Les « uni­ver­sités » privées au Portugal :
un exem­ple de la « démoc­ra­ti­sa­tion » de l’éducation

Récem­ment, on a vu les pro­fes­sion­nels de la san­té s’insurger con­tre l’ouverture d’un pôle de l’universidade Fer­nan­do Pes­soa (UFP) pro­posant « clé en main » un diplôme de den­tiste (Le Figaro étu­di­ant, 27 novem­bre 2012). L’UFP, l’universidade Católi­ca, l’universidade Lusó­fona, l’instituto Piaget sont des exem­ples de ces entre­pris­es foi­son­nant au Por­tu­gal où l’on peut acheter un diplôme dans presque tous les domaines pos­si­bles. On peut s’y pro­cur­er non seule­ment des diplômes supérieurs de den­tiste, mais aus­si d’infirmier, de vétéri­naire, de psy­cho­logue, d’avocat, d’économiste, d’ingénieur et de pro­fesseur dans l’enseignement sec­ondaire, etc.
Tout cela a un coût pour les élèves (et leurs par­ents), pou­vant facile­ment aller au-delà des 1 000 euros men­su­els pour des for­ma­tions qui, en accord avec la con­ven­tion de Bologne, durent entre trois et cinq ans. Néan­moins, peu de ces for­ma­tions sont recon­nues en dehors du Por­tu­gal. Les cur­sus sont créés avant d’avoir été cer­ti­fiés, leurs pro­fesseurs n’ont en général pas de doc­tor­at mais un diplôme de cette même institution.
Un tel sys­tème est sus­cep­ti­ble de toute sorte d’abus. Une telle entre­prise a un intérêt financier à faire redou­bler ses élèves, mais pas trop car il lui faut respecter un mod­èle économique. C’est un sys­tème démoc­rate dans le sens où, si l’on n’a pas d’aptitude mais de l’argent, on peut obtenir toute for­ma­tion supérieure. En France, il me sem­ble cru­cial de lut­ter de façon acharnée con­tre l’implantation de telles struc­tures. Une uni­ver­sité ne doit son exis­tence qu’à son devoir d’éduquer.
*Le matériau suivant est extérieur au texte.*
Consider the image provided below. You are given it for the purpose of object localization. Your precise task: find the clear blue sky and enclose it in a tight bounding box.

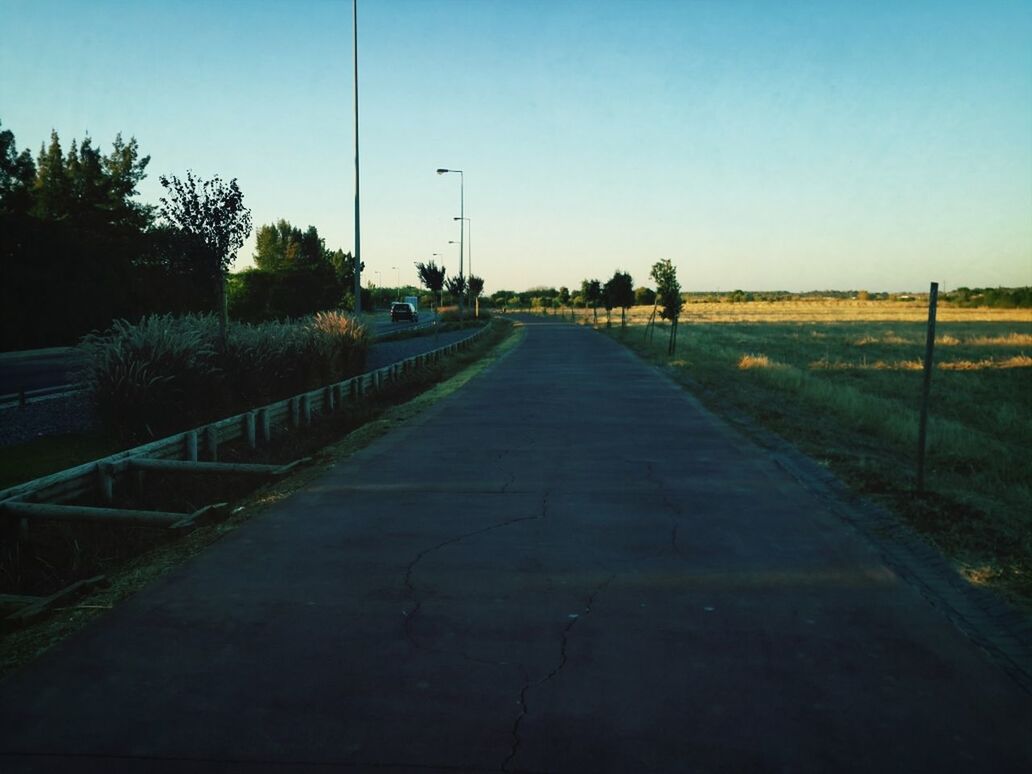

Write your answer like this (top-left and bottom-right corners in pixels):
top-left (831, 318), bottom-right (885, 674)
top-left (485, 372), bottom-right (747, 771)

top-left (3, 0), bottom-right (1030, 293)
Si on lui demande de faire un prof­it, on court le risque d’un con­flit éthique grave avec sa mis­sion de formation.

L’éducation demande beaucoup d’efforts

L’éducation de nos enfants n’est pas une alchimie où cha­cun ajoute son remède mir­a­cle. Il n’existe pas de potion mag­ique per­me­t­tant d’amener tous les élèves à un niveau de licence. Il faut offrir à cha­cun la pos­si­bil­ité d’y accéder, mais aus­si faire en sorte que ceux qui n’en ont ni les capac­ités ni la volon­té puis­sent s’orienter vers des for­ma­tions adaptées.

Pour cela, il faut pou­voir éval­uer et sélec­tion­ner les élèves de façon juste et rigoureuse. L’éducation n’est pas un proces­sus triv­ial. C’est un proces­sus long et qui demande beau­coup d’efforts de la part des élèves et de leurs professeurs.